Usky : Je pense être avant-gardiste sur ce cas de figure, notamment dans la gestion de carrière. Je vais peut-être me casser les dents et si j’ai un fils demain, ce sera cool pour lui, mais le modèle dans lequel je suis, 95% des artistes du futur opteront pour cela. En gros, cela se résume à disposer d’un directeur artistique fort, tout en restant propriétaire de ses bandes, et en pouvant pleinement négocier les contrats de distribution.
REVRSE : Tu procèdes énormément par étapes dans la progression de ta carrière et notamment en matière de concerts, d’où vient cette démarche ?
Usky : C’est surtout comme ça que je peux la construire. Demain, si je pouvais remplir La Cigale, je le ferais immédiatement, mais je ne veux pas me brûler les ailes et sauter les étapes. Je suis conscient de ce qu’il y a en face de moi et on part sur une Boule Noire dans un premier temps, ensuite peut-être une Cigale pour la Saison 3.
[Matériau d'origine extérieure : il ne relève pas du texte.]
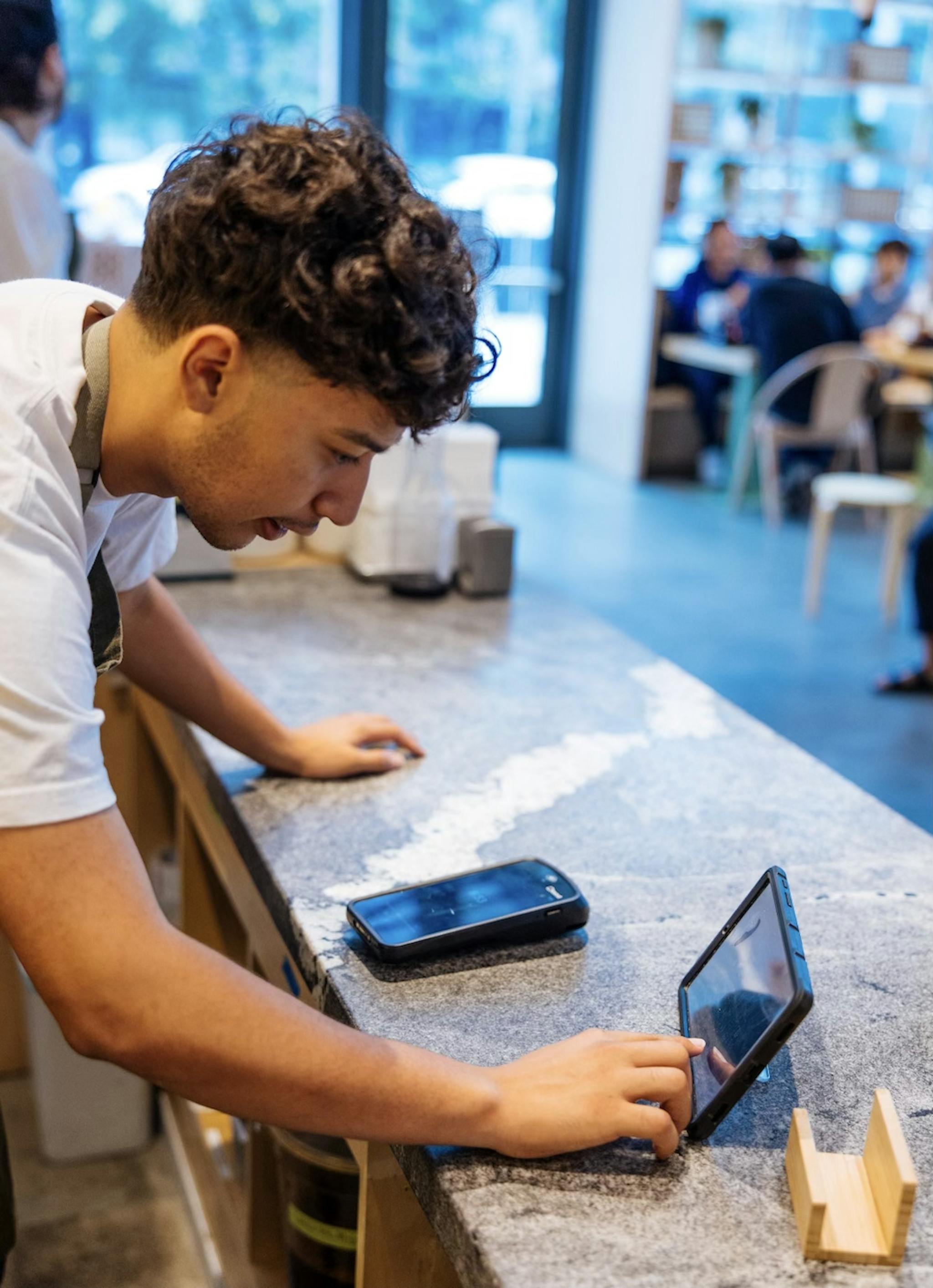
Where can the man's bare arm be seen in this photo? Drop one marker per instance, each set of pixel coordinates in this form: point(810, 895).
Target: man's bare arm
point(125, 986)
point(165, 656)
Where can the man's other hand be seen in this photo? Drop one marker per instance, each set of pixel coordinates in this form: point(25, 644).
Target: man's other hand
point(344, 746)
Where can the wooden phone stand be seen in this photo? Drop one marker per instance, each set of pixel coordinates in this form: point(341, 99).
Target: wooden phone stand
point(851, 1207)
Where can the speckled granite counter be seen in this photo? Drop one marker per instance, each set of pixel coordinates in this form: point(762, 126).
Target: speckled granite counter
point(551, 733)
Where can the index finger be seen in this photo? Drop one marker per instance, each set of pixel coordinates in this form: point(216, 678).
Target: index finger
point(692, 1046)
point(384, 729)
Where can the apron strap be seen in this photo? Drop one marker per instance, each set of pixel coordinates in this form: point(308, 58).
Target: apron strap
point(106, 629)
point(92, 406)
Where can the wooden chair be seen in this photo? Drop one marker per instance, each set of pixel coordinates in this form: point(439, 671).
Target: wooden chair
point(897, 498)
point(838, 419)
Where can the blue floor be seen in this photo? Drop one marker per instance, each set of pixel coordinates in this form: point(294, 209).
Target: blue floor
point(721, 595)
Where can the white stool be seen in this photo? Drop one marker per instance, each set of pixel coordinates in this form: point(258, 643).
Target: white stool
point(871, 491)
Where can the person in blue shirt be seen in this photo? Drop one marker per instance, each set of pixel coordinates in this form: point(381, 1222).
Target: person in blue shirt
point(708, 303)
point(887, 290)
point(789, 315)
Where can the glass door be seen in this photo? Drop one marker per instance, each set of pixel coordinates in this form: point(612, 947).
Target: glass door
point(482, 102)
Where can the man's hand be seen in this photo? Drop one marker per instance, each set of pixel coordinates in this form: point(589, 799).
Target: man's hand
point(584, 1091)
point(164, 656)
point(344, 746)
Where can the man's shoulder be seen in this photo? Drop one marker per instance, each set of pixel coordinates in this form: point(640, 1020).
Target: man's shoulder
point(43, 292)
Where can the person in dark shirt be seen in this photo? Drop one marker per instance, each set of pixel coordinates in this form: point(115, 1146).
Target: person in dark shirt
point(789, 315)
point(708, 301)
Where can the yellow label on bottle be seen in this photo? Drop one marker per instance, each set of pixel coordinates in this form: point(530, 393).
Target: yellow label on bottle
point(332, 1236)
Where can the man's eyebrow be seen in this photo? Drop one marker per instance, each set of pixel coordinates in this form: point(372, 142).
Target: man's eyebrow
point(363, 440)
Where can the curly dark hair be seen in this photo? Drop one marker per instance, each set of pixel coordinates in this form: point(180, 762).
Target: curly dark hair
point(29, 29)
point(311, 235)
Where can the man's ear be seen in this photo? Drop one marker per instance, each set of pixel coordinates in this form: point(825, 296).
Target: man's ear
point(214, 370)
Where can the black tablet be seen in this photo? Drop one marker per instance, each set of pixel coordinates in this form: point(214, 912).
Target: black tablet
point(745, 995)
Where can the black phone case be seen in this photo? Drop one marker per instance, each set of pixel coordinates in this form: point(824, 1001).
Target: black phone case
point(516, 928)
point(778, 1033)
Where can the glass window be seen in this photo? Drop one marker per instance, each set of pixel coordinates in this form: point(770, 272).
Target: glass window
point(473, 102)
point(149, 77)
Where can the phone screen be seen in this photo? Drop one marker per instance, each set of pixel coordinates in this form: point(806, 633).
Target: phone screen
point(401, 916)
point(736, 996)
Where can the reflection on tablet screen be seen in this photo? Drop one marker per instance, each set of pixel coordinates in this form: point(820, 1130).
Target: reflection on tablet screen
point(736, 996)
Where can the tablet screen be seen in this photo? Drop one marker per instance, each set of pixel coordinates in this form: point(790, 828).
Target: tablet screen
point(738, 995)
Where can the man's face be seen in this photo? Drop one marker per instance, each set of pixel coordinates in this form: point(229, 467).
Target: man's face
point(296, 451)
point(891, 266)
point(722, 253)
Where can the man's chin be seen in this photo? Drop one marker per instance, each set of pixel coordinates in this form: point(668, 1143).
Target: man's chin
point(222, 536)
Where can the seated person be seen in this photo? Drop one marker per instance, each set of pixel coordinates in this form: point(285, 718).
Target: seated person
point(913, 323)
point(788, 315)
point(887, 290)
point(708, 302)
point(919, 679)
point(35, 234)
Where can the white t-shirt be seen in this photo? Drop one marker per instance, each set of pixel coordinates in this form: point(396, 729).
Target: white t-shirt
point(35, 235)
point(51, 764)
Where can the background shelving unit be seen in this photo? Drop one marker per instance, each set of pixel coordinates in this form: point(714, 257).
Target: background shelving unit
point(789, 116)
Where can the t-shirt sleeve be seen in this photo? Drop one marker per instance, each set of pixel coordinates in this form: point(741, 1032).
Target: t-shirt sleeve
point(51, 763)
point(141, 540)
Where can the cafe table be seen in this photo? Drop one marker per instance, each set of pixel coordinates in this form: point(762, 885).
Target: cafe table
point(738, 361)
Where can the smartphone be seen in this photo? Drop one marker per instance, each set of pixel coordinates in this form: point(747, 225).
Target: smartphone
point(518, 901)
point(745, 995)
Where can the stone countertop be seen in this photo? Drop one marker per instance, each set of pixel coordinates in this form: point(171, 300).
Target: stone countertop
point(551, 733)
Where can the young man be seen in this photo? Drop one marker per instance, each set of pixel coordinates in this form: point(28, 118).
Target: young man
point(789, 315)
point(35, 234)
point(886, 293)
point(709, 301)
point(299, 303)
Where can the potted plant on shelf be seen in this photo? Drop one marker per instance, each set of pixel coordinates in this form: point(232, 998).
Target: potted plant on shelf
point(752, 108)
point(731, 181)
point(864, 136)
point(711, 38)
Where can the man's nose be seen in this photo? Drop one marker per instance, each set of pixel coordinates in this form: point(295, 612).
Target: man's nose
point(341, 499)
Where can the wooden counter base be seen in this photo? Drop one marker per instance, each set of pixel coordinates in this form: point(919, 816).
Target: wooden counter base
point(165, 804)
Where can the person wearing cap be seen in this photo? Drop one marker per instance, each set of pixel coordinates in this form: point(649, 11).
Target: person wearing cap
point(299, 306)
point(788, 315)
point(35, 234)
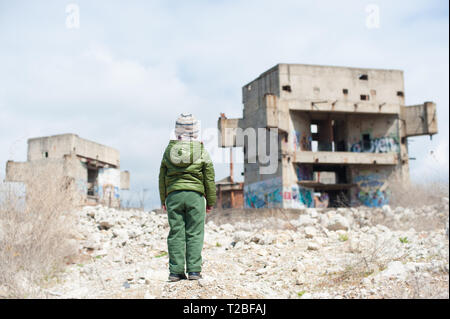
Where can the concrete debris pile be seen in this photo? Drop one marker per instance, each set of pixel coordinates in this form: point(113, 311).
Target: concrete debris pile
point(320, 253)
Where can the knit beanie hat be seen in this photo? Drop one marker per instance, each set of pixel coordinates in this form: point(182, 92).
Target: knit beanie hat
point(186, 126)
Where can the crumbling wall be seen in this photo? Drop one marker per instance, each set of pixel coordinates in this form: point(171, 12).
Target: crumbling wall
point(371, 186)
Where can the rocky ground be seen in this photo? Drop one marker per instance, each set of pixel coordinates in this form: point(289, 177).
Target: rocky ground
point(311, 253)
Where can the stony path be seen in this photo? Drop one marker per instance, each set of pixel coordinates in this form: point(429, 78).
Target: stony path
point(343, 253)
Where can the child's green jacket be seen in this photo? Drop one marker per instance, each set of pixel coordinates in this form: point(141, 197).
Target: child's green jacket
point(186, 165)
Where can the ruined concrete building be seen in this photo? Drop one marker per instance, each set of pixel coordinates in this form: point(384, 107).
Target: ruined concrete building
point(342, 132)
point(93, 169)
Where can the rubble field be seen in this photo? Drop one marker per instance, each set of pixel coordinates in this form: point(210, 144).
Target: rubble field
point(311, 253)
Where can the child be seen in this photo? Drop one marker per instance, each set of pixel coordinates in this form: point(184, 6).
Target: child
point(186, 179)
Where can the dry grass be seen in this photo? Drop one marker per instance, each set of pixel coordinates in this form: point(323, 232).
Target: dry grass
point(35, 233)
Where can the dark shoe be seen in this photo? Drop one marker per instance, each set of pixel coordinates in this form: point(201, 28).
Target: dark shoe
point(194, 276)
point(176, 277)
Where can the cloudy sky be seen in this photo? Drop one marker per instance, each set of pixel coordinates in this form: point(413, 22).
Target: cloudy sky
point(130, 67)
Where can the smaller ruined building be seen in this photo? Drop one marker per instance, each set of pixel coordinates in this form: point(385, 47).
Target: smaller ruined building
point(92, 169)
point(230, 194)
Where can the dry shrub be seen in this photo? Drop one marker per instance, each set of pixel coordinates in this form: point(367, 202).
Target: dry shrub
point(412, 195)
point(35, 233)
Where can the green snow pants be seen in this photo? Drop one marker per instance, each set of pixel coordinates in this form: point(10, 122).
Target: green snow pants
point(186, 213)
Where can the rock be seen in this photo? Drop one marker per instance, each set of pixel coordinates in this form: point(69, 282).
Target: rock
point(310, 232)
point(305, 220)
point(395, 269)
point(338, 222)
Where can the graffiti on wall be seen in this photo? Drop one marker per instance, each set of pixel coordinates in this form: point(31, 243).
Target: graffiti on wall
point(297, 197)
point(321, 201)
point(302, 141)
point(304, 172)
point(264, 194)
point(371, 189)
point(377, 145)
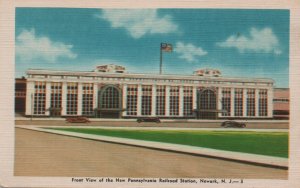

REVRSE : La Saison 3 est déjà prévue ?
Usky : Pour octobre, j’ai envie de la sortir très vite, j’ai envie de fournir ces trois saisons et ensuite faire un gros bond dans ma vie. Pourquoi pas développer ce truc d’auteur pour les gens plus tard, faire une pause et me retrouver avec moi-même, c’est bien beau de dire ‘je suis un nouveau format d’artist’e mais c’est un taff énorme, il faut tout gérer de A à Z et peut-être qu’à la fin, je n’aurai plus la sauce. Je suis artiste-entrepreneur, et le côté entrepreneur prend parfois trop d’importance, tu te poses parfois des questions.
REVRSE : Tu ressens ce besoin de t’investir dans l’aspect business de ta musique ?
Usky : Je pars du principe que ma musique n’est pas forcément hip-hop, ma démarche l’est à 100%, je connais mes pairs. S’il n’y a personne pour faire les choses pour toi, la démarche hip-hop est de faire les choses par soi-même avec peu de moyens. Quand je fais un son, je fais un son soul ou r&b, mais les gens ne se rendent pas compte que derrière Usky, il y a une véritable démarche. Certains le captent et il s’agit de ceux qui viennent me voir en concert et achètent mes albums. Ca fait les choses par nous-mêmes, avec peu de moyens, mais elles sont faites. On n’a pas à bégayer sur la qualité de notre musique par rapport à des mecs qui sont signés. Après soyons réalistes, on n’est pas dans la même cour mais quand je vois les chiffres qu’on a faits avec la Saison 1 et des artistes signés en développement qui n’arrivent pas à faire le ¼, c’est marrant. Après, je suis pas en concurrence avec un mec qui a le triple de mon budget pour sortir un projet.